Android has specific functions for apps to request a complete list of all the programs installed on the phone. This list has high commercial value as it allows you to target ads based on your phone usage.
A user with many game apps, for example, may receive more ads for games, while another user with investment apps could receive advertisements about financial products.
With the new rule, only applications that really need the list for technical reasons should be allowed to obtain it. This is the case with programs that help limit the use of certain apps or that control access to applications, such as antivirus.
The Google ad also highlights that the list of apps cannot be obtained to be shared or sold.
In addition to the commercial purpose, the list of installed apps is also very useful in fraud. It can be used to identify the presence of a specific antivirus, and thus adapt the behavior of the digital plague so as not to raise suspicions.
However, Google rules will not take effect for apps outside the Play Store. It is very common for malicious applications to be distributed outside the official channel, although the Google service is not entirely hassle-free.
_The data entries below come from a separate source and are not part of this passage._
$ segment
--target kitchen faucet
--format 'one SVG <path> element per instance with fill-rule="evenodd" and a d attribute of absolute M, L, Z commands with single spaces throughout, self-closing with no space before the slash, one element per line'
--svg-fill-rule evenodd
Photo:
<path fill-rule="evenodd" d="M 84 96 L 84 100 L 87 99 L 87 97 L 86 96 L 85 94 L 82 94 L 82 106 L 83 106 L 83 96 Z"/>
The rule, however, can increase enforcement over suspicious applications. Apps that use so-called “restricted permissions” need to be accompanied by a form to facilitate software review. Without the documentation, the app is not published on the Play Store.
Access to SMS, calls and accessibility features are also part of the restricted permission list, which has now been expanded again.
The move makes Android more like Apple’s iOS. On the iPhone system, the list of installed apps is not considered information accessible to any program. Apple has also taken steps to curb certain mechanisms that provide indirect access to that list.